First, did you know you have the ability to pay your taxes with a credit card? The Internal Revenue Services (IRS) works with three approved payment processors to allow credit card transactions. However, at a minimum, you’ll pay a convenience charge of 1.96%.

In some cases, this additional fee is worth it. Some cards offer more than 1.96% in cash back or rewards points, according to TPG valuations. TPG reader Mark Copella wants to know how tax payments are processed — and whether they show as cash advances or a normal transaction.

In the future, I know I want to use my card to pay for taxes. It makes sense for me even with the fees. However, how can I confirm that my card counts tax payments as purchases that get cash back applied? In other words, will it count as a cash advance?

First, a cash advance is a feature that allows you to withdraw some portion of your credit line as cash. However, they typically incur high transaction fees and high-interest rates. Plus, cash advances don’t count as qualifying purchases so you won’t earn rewards.

To mitigate the risk of accidentally triggering a cash advance, try reducing the cash advance limit allowed on your card. Many card issuers will allow you to set it all the way to zero, so any transaction that codes as a cash advance will simply be declined.

But for Mark, the good news is that paying taxes with your credit card is not considered a cash advance. That means you’ll earn rewards on that payment.

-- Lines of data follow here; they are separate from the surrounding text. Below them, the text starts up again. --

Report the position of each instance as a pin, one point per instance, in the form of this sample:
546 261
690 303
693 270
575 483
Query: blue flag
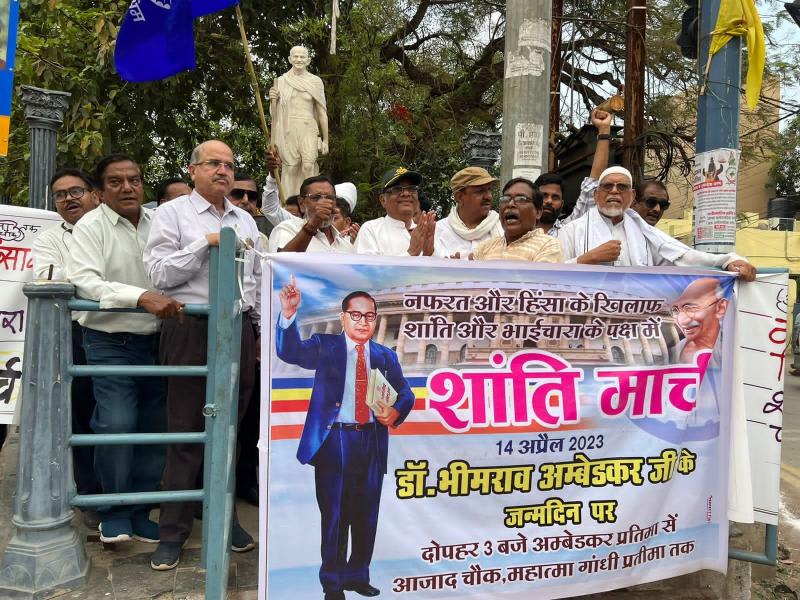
156 39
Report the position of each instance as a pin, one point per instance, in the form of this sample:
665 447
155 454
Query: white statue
299 121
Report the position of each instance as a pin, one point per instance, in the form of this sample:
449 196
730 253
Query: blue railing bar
138 370
770 554
90 500
768 270
91 306
121 439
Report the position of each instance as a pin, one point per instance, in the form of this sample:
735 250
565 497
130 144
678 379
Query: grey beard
611 212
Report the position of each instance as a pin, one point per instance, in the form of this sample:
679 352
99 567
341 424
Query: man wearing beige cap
471 220
611 233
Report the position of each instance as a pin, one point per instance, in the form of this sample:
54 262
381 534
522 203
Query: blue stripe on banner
7 74
290 383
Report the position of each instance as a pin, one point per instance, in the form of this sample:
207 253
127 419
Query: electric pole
717 156
635 62
555 81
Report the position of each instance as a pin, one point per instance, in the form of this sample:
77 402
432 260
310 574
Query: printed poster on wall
18 228
447 429
715 176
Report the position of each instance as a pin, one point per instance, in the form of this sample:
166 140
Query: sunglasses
652 201
238 194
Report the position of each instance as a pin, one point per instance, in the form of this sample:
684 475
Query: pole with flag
156 41
739 18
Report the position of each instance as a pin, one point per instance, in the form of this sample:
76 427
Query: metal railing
45 489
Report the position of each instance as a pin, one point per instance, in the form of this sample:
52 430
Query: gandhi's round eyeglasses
690 310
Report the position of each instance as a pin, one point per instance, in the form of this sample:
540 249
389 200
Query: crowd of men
119 252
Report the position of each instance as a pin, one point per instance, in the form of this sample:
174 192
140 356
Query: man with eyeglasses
74 195
105 265
472 219
177 259
520 207
612 234
396 234
698 312
314 233
651 201
245 195
346 442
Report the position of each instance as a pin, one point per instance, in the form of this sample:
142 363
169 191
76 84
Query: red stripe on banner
290 406
286 432
293 432
284 406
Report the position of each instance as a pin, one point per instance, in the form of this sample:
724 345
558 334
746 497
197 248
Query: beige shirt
534 246
286 231
105 265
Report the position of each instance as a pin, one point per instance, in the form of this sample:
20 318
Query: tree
410 78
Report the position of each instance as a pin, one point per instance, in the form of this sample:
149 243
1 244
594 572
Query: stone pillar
382 328
45 552
647 353
44 112
626 349
526 89
421 352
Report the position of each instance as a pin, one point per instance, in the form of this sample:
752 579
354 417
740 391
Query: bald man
176 258
612 234
698 312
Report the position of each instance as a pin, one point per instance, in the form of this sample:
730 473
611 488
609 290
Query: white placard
18 228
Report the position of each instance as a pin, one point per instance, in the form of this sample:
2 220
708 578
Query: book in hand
379 390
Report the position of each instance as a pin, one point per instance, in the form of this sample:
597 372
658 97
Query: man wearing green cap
396 234
472 220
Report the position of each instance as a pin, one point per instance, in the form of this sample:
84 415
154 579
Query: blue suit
348 465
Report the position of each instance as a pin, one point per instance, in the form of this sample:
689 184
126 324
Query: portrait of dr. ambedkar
344 439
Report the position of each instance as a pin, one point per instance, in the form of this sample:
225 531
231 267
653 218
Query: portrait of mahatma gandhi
698 312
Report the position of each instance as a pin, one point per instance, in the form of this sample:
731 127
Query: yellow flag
740 18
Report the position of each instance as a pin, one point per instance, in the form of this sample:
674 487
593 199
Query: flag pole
254 80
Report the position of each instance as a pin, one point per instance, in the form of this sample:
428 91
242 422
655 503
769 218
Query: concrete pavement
124 573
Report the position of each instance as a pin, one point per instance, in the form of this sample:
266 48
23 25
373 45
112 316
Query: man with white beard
613 234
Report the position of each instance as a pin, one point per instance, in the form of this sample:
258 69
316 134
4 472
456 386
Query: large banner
18 228
761 348
455 429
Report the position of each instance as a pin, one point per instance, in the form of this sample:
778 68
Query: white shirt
584 203
177 253
271 203
447 242
105 265
691 258
286 231
384 236
347 411
50 248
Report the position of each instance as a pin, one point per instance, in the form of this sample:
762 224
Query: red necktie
362 410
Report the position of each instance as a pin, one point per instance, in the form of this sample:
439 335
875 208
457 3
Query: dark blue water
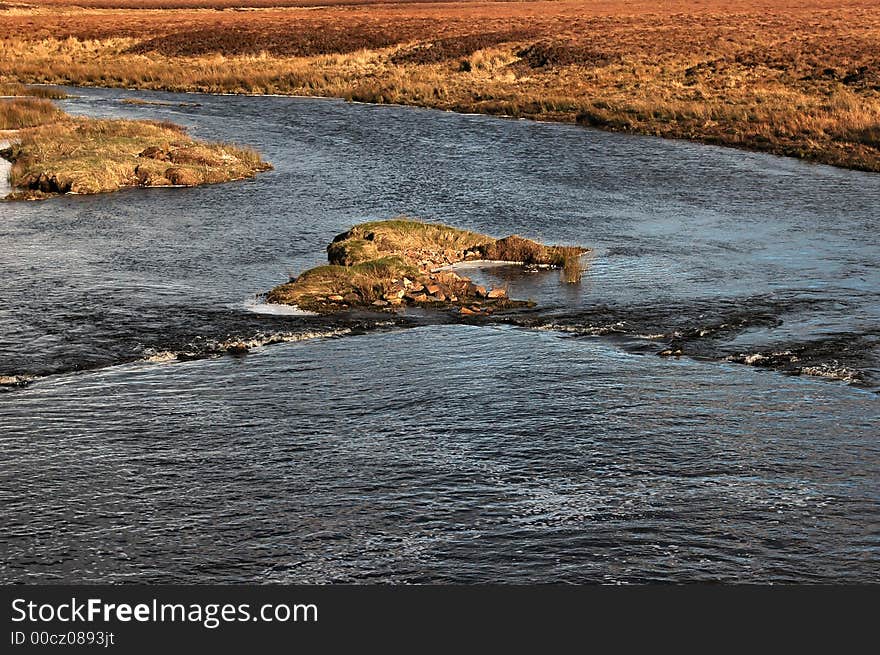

The IRS works with these payment processors for credit card transactions (Screenshot courtesy of the IRS)

Related: Chase has updated its definition of cash-like transactions: Here’s what you need to know

For instance, PayUSATax, the credit card payment processor that charges the smallest transaction fee (1.96%) to pay your taxes with a credit card, clearly states on their website that your tax payment is not considered a cash advance.

The convenience fee is charged by Value Payment Systems, LLC to cover the cost of processing the transaction. Fees are based on the amount of the payment or payment method and are shown after selecting your payment method. Your tax payment will be treated as a retail purchase and not a cash advance purchase.

If it makes sense for you, you can pay your taxes with a credit card — and you’ll earn rewards in the process. Remember just to do the math to determine if it’s worth it, considering the minimum 1.96% transaction fee on the total amount owed.